Amazon.com, Inc. Amazon Web Services, Elastic Compute Cloud, EC2 1200 12th Avenue South WA
Nice of them to make it appear legit.
dstiles
8:45 pm on Dec 5, 2012 (gmt 0)
Why do you think it appears legit? Anything amazon should be blocked with prejudice! They host hundreds of nasty little me-too bots. There are a couple (at least) threads hereabouts giving full IP ranges.
keyplyr
11:10 pm on Dec 5, 2012 (gmt 0)
The Search utility at the top of the page is a great tool to verify if a topic has been discussed before. Often times, if members wish to add more info to a previously discussed topic that has now been closed, they will reference that specific discussion as a link in their post.
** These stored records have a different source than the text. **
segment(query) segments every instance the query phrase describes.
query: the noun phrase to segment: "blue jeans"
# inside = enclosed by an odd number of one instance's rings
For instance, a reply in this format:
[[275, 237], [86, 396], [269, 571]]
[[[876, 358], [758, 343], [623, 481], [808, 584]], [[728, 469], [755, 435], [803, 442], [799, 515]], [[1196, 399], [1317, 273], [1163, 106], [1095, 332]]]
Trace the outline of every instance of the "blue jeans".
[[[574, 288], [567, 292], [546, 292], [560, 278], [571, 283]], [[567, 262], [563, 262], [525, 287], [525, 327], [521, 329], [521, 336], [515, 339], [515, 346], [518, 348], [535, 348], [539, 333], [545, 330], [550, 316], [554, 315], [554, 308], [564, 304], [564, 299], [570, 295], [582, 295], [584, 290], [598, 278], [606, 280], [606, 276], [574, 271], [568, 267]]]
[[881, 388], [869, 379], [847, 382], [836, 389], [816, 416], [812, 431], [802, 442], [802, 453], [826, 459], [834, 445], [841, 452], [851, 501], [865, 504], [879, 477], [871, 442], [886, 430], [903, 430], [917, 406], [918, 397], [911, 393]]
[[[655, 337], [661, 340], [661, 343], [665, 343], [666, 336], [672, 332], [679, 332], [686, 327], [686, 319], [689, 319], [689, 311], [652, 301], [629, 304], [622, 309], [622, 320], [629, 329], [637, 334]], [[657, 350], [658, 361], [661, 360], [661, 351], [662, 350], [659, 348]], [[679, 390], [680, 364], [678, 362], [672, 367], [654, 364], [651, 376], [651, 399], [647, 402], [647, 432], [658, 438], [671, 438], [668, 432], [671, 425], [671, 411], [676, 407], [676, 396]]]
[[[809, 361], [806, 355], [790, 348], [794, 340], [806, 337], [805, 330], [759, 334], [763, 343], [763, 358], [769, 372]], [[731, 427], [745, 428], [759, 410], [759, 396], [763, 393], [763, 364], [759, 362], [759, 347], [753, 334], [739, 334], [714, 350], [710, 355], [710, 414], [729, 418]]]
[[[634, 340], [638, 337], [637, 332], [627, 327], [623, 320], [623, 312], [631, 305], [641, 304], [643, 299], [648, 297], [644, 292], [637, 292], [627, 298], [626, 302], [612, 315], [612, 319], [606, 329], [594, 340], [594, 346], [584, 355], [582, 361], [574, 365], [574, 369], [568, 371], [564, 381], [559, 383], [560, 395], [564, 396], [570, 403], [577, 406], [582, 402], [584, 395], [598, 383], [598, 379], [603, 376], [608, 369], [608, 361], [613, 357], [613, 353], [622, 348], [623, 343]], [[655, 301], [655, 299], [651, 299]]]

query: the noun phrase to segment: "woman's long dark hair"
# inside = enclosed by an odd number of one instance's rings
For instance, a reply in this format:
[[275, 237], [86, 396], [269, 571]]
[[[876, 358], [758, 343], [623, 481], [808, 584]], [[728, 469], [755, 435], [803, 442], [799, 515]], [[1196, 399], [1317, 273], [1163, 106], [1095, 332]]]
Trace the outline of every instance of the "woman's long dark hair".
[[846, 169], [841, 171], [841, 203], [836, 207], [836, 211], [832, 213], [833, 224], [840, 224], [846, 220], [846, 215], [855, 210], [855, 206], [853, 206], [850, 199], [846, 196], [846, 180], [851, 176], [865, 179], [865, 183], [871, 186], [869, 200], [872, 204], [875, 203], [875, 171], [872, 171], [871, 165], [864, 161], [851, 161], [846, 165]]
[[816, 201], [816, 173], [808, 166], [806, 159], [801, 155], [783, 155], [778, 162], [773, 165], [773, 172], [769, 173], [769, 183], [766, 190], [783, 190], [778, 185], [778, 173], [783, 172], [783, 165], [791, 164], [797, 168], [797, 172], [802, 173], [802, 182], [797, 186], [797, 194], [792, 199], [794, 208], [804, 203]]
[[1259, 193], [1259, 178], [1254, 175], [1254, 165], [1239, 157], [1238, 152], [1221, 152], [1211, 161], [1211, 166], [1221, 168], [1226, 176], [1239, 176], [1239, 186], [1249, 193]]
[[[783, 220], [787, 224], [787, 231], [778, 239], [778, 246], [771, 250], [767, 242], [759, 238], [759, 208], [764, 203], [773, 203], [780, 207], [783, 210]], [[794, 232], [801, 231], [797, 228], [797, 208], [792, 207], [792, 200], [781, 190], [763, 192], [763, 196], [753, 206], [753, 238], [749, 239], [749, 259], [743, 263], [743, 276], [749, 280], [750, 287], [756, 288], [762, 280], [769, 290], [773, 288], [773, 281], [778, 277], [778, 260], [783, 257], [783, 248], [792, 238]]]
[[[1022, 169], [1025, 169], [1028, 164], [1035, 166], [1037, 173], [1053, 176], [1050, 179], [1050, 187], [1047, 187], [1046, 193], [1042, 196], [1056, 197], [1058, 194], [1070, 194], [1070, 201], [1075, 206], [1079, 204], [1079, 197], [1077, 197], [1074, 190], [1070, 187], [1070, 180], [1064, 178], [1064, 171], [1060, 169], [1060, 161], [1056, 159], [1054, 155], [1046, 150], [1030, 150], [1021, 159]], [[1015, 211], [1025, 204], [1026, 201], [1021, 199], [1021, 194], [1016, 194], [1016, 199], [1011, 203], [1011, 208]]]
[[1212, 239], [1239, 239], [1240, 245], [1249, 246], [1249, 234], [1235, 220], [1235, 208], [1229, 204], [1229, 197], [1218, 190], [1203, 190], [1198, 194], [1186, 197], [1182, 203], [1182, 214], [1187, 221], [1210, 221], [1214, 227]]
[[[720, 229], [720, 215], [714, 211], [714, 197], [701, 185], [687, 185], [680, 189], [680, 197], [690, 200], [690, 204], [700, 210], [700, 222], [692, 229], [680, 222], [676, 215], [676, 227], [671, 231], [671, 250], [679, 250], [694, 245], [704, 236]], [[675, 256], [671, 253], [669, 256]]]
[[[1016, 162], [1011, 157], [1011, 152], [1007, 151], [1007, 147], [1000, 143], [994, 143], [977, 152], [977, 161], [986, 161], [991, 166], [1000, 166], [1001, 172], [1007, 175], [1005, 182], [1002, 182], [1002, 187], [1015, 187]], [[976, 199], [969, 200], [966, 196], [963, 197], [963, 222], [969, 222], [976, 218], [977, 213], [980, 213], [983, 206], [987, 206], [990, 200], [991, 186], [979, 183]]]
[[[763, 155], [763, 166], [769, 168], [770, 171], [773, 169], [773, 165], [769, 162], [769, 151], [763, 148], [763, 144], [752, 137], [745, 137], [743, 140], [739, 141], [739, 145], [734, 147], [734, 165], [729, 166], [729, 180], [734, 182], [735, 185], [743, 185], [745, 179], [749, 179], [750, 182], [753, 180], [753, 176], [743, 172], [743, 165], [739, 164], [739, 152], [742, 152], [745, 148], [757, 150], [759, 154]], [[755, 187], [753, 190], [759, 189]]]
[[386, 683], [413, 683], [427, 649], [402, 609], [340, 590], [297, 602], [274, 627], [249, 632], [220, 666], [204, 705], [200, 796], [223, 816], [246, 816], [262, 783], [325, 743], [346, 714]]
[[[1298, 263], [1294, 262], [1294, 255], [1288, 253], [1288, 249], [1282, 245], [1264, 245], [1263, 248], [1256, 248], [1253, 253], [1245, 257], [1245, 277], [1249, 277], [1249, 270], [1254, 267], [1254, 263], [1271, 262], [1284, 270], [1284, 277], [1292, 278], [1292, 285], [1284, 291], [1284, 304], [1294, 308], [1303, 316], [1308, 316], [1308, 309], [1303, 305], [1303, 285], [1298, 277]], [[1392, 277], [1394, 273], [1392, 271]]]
Amazon EC2 & its ranges may have been the most discussed topic within the Search Engine Spider and User Agent Identification Forum.
lucy24
1:13 am on Dec 6, 2012 (gmt 0)
107.20.0.0/14
I've just this instant (really) come from updating my shared htaccess*, and would have been awfully annoyed if it turned out I'd missed one. Gosh, what a lot you can shave off the filesize by putting multiple Deny-froms in a single line, as in
Deny from 1.3 1.8 1.12.0.0/14 1.24.0.0/13 1.45 1.48.0.0/14 Deny from 1.50.0.0/14 1.56.0.0/13 1.68.0.0/14 1.80.0.0/12 Deny from 1.116.0.0/14 1.180.0.0/14 1.184.0.0/15 1.188.0.0/14 1.192.0.0/13 Deny from 1.202.0.0/15 1.204.0.0/14
(Not AWS, obviously, but same principle. Cut the size by 1/3, and I didn't even consolidate very much.)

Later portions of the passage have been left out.